Double-Blind, Placebo-Controlled Trial of Ketamine Therapy in Treatment-Resistant Depression (TRD)

Inclusion Criteria

• Male or female, 18-70 years old.
• Able to read, understand, and provide written, dated informed consent prior to screening.
• Diagnosed with Major Depressive Disorder (MDD), single or recurrent, and currently experiencing a Major Depressive Episode (MDE) of at least eight weeks in duration, prior to screening.
• Has a history of TRD during the current MDE.
• Meet the threshold on the total MADRS score of greater than or equal to 20 at both screening and baseline visits (Day -7/-28 and Day 0), as confirmed by the remote centralized MGH CTNI rater between the screen visit and the baseline visit.
• In good general health
• For female participants, status of non-childbearing potential or use of an acceptable form of birth control
• Body mass index between 18-35 kg/m2
• Concurrent psychotherapy will be allowed if the type and frequency of the therapy has been stable for at least three months prior to screening and is expected to remain stable during participation in the study
• Concurrent hypnotic therapy will be allowed if the therapy has been stable for at least 4 weeks prior to screening and if it is expected to remain stable during the course of the subject's participation in the study.

Exclusion Criteria

• Female of childbearing potential who is not willing to use one of the specified forms of birth control during the study
• Female that is pregnant or breastfeeding
• Female with a positive pregnancy test at screening or baseline
• History during the current MDE of failure to achieve a satisfactory response to >7 treatment courses of a therapeutic dose of an antidepressant therapy of at least 8 weeks duration during the current episode
• Total MADRS score of Stage 2
• Angina pectoris.
• Heart rate 105 beats per minute at screening or randomization (Baseline Visit).
• QTcF (Fridericia-corrected) ≥450 msec at screening or randomization (Baseline Visit).
• Current history of hypertension, or on antihypertensives for the purpose of lowering blood pressure, who have either had an increase in antihypertensive dose or increase in the number of antihypertensive drugs used to treat hypertension over the last 2 months.
• Chronic lung disease excluding asthma.
• Lifetime history of surgical procedures involving the brain or meninges, encephalitis, meningitis, degenerative central nervous system disorder, epilepsy, mental retardation, or any other disease/procedure/accident/intervention associated with significant injury to or malfunction of the central nervous system, or a history of significant head trauma within the past 2 years
• Presents with any of the following lab abnormalities:
• Thyroid stimulating hormone outside of the normal limits and clinically significant as determined by the investigator.

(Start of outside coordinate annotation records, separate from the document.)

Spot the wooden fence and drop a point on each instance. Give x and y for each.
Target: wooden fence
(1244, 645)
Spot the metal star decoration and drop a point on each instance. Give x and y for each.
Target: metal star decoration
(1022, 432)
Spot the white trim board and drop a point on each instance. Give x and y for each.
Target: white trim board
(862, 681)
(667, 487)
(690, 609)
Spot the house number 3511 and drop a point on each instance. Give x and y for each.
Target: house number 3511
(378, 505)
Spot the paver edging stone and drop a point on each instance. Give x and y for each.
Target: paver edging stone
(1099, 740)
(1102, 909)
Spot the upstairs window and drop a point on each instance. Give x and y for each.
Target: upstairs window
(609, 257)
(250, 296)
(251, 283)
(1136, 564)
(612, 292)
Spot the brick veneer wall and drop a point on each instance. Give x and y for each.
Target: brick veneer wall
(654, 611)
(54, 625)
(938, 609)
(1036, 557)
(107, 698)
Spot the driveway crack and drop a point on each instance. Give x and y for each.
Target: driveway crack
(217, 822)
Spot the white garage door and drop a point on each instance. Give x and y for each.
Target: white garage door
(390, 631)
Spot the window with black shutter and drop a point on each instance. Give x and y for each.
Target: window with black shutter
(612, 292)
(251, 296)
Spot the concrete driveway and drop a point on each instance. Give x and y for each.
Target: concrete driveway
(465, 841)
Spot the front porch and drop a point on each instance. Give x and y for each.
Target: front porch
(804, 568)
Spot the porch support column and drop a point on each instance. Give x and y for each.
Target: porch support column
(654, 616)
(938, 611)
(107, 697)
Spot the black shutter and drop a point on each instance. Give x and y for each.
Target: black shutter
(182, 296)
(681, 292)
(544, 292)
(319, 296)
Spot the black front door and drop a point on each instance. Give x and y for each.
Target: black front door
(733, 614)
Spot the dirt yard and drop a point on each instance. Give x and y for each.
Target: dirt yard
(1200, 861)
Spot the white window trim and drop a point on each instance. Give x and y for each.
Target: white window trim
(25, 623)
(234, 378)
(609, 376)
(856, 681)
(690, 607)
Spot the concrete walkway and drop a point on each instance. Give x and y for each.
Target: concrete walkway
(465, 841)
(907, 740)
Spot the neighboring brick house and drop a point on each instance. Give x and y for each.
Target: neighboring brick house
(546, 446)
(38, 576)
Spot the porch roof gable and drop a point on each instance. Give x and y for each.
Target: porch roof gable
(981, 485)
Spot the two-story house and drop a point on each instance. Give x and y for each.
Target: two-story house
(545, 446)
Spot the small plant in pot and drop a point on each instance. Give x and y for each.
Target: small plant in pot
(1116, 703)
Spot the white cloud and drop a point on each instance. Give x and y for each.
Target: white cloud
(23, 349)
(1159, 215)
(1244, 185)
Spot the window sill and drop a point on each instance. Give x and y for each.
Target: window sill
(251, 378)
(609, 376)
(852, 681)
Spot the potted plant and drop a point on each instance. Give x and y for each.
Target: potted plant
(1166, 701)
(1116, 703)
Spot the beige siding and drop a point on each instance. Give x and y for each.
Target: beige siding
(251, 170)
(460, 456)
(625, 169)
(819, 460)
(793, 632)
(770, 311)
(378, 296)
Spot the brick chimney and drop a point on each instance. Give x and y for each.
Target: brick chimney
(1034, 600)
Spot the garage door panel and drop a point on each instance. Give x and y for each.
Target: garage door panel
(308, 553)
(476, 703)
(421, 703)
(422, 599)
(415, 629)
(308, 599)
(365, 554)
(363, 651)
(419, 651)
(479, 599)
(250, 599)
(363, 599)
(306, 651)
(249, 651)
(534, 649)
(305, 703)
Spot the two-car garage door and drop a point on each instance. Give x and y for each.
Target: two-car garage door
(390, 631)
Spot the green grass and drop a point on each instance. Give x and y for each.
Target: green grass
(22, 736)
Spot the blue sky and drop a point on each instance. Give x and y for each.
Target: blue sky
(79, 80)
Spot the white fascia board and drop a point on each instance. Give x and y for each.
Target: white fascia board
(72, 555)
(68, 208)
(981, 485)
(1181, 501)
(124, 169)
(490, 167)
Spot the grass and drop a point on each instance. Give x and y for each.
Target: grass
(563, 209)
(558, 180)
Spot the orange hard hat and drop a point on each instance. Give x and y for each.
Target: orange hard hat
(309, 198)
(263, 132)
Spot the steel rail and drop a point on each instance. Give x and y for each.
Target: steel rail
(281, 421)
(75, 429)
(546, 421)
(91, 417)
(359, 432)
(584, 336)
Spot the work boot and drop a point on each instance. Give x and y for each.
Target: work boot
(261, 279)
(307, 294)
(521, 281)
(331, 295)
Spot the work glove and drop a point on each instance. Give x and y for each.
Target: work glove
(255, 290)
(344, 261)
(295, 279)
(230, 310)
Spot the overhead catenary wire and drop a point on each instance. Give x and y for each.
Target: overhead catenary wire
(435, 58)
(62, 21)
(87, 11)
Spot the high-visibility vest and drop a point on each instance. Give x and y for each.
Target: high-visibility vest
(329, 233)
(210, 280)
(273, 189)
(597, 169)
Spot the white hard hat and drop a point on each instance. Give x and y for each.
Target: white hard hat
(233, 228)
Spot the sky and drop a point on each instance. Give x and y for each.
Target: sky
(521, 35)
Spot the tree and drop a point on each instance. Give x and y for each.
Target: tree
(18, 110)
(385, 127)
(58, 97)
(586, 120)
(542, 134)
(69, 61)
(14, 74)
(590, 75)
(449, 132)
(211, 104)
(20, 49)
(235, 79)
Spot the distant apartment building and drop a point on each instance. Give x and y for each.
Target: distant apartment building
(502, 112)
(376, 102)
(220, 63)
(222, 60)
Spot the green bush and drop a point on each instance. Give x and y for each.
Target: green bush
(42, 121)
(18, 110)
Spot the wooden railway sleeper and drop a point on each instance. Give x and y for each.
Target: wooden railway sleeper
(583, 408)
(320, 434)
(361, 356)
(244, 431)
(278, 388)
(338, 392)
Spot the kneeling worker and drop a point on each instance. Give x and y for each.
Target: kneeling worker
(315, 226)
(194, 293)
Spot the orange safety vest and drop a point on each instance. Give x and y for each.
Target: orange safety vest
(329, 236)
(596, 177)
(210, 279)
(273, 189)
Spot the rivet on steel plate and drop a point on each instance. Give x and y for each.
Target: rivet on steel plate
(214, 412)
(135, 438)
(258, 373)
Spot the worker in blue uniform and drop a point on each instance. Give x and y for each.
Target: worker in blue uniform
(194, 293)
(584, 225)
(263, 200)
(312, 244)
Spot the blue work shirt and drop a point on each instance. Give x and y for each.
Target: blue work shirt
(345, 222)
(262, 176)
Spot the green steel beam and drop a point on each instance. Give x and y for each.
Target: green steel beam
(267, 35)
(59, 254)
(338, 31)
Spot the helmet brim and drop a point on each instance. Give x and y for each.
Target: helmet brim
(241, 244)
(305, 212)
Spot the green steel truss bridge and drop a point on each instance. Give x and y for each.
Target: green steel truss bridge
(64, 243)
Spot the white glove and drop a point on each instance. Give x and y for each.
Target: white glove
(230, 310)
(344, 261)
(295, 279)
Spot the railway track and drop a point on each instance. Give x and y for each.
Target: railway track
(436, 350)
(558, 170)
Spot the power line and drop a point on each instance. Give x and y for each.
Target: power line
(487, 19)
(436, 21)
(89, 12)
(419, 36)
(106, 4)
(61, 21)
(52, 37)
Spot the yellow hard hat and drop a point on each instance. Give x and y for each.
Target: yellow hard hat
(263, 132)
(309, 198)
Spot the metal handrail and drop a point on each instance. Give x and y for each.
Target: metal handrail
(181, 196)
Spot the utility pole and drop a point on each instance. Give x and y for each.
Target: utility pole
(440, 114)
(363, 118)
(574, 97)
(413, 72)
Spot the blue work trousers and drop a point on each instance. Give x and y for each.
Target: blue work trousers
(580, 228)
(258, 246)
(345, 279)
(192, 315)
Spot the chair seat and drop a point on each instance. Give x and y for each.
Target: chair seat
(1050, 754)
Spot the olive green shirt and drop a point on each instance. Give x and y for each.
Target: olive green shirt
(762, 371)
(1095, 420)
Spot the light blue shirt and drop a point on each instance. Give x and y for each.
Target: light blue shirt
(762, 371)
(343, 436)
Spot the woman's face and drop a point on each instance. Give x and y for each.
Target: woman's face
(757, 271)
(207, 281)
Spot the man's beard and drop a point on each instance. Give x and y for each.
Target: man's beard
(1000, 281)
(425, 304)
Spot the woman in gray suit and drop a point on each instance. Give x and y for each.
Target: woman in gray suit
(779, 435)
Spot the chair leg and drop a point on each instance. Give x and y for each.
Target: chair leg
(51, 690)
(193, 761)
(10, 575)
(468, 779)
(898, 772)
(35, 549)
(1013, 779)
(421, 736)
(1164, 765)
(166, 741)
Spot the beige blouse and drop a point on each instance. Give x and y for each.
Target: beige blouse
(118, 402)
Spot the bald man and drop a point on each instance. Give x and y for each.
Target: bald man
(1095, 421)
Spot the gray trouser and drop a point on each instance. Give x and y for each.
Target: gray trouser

Free thyroxine (T4) levels may be measured if TSH level is high. Subject will be excluded if T4 level is clinically significant.
• Patients with diabetes mellitus fulfilling any of the following criteria:

i. Unstable diabetes mellitus defined as glycosylated hemoglobin (HbA1c) >8.5% at screening ii. Admitted to hospital for treatment of diabetes mellitus or diabetes mellitus related illness in the past 12 weeks iii. Not under physician care for diabetes mellitus iv. Has not been on the same dose of oral hypoglycaemic drug(s) and/or diet for the 4 weeks prior to screening. For thiazolidinediones (glitazones) this period should not be less than 8 weeks.

c. Any other clinically significant abnormal laboratory result (as determined after evaluation by study investigator and MGH CTNI medical monitor) at the time of the screening exam.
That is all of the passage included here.